Her children, she admits, often roll their eyes when she talks this way, when she comes over all Jedi Wood Master, but she can’t resist the temptation to view working with wood as a metaphor for working through life. A piece of timber’s most beautiful feature, for McCusker, is as often as not the result of stress. “Of fracture. Of tension. Of the tree responding to wind, to lean, to damage, to uneven light. What we admire as beauty is often the visible record of difficulty. Those glorious growth rings – so striking when they arc across a board – are also where the tension lives in the tree. Where torsion builds. Where movement is stored. They are beautiful – and they can be unstable. They demand respect. Allowance. Understanding.”
I leave McCusker at her studio and drive two hours north along the Midland Highway to view Forest Stand. The work is an evolution from a more functional piece designed a decade earlier for a client to encourage his partner to dismantle the “clothes monster” in the corner of the room, and actually put his clothes away. Responding to a commission last year from Design Tasmania, she returned to the idea. This time she used specialty Tasmanian timbers left over from commissioned tables – cast-offs, as she puts it, “too good to throw away but not good for very much else”. The fine bones of this functional sculpture mesh into a fretwork of contained and open spaces, some seeking earth and stability, others breaking free.
Arts consultant Pippa Dickson, who met McCusker more than 20 years ago when she arrived in Hobart as a young mother and designer, sees Forest Stand as a riff on an earlier cluster of verticals and play of shadows. This piece dates from 2003, an undulating slatted screen of blackbutt titled Barcode Screen, a bespoke version of which is in Walsh and Kaechele’s -private collection.
Consistently through both McCusker’s work and her personality, Dickson sees “strength and elegance, grit and refinement”, a combination that “feels entirely her own”. For sure there’s an evolution, but there’s also a straight and consistent grain.
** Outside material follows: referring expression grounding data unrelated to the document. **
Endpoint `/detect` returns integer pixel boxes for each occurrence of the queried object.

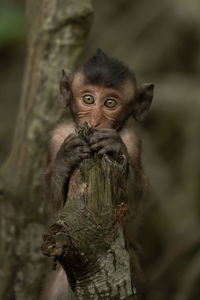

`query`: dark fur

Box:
[77,48,137,89]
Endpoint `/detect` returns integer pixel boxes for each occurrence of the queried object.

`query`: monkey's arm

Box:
[45,121,91,224]
[120,124,146,180]
[89,124,147,206]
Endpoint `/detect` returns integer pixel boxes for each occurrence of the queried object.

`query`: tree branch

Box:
[42,125,137,299]
[0,1,93,299]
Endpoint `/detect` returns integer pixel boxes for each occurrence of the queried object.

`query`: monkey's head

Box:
[60,49,154,130]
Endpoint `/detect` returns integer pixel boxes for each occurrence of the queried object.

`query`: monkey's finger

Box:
[89,132,118,144]
[78,152,91,159]
[90,141,106,151]
[79,146,91,153]
[76,146,91,156]
[68,151,90,166]
[65,137,88,148]
[97,145,112,156]
[97,144,122,156]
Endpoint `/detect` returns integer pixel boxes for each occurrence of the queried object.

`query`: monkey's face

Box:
[70,73,135,130]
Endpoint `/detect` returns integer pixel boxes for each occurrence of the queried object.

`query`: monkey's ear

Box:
[133,83,154,121]
[60,69,73,107]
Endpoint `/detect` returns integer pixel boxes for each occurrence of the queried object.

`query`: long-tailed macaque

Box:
[43,49,154,300]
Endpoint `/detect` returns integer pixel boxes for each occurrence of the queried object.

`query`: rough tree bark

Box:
[42,125,137,299]
[0,1,93,299]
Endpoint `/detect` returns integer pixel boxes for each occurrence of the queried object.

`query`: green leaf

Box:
[0,7,26,47]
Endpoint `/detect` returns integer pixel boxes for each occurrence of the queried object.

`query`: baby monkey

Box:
[44,49,154,300]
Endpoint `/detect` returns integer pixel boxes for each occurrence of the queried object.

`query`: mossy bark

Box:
[0,1,93,299]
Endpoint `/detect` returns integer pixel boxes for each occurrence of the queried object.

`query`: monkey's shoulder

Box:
[51,120,75,139]
[120,122,141,160]
[48,120,75,160]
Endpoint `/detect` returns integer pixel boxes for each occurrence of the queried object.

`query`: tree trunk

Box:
[42,152,137,299]
[0,1,93,299]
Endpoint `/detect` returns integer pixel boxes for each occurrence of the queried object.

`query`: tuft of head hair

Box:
[77,49,136,89]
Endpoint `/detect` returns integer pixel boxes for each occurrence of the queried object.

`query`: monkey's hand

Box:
[54,133,91,178]
[89,128,128,158]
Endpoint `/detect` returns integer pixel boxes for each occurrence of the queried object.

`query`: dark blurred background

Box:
[0,0,200,299]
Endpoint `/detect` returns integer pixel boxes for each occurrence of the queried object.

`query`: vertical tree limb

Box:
[0,1,93,299]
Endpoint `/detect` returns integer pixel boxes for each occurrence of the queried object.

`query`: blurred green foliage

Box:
[0,6,25,47]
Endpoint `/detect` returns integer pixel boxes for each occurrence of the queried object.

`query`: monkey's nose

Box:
[89,110,102,128]
[89,120,100,128]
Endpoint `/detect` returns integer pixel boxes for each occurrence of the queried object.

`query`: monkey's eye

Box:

The next day, McCusker sends a note to say that our discussion about design and life, design in life, and designing life – at least having a good crack at it – has prompted thoughts about purpose. As is her way, she frames her meditation in tangible terms that relate to her craft.
“If perfection isn’t attainable,” she writes, “the question then becomes: which side of perfect do you choose? Functional perfectionism? Or dysfunctional perfectionism?
“Functional sharpens the blade, tests the joint and makes it again if it needs remaking – and then moves forward. While ‘dysfunctional’, on the other hand, never quite finishes. Never quite releases. Never quite believes it’s enough.
“The true perfectionist knows the difference -immediately. You bring two pieces together – and you don’t need a ruler. It either fits. Or it doesn’t. There’s sound when it’s right. A feeling in the hand. In the body. Not flawless. Not sterile. But resolved.
“And in a world of mass production, of computerised fabrication, of algorithmic precision and factory-made sameness, the human hand – with its slight variation, its softness, its ‘less-than-perfect’ edge – becomes something else entirely.
“It becomes evidence. Evidence that a person was here. That care was taken. That time was spent. The irregularity itself becomes authenticity. The variation becomes truth. Perfection, in that context, is no longer the goal. Presence is. Not perfect – but resolved.”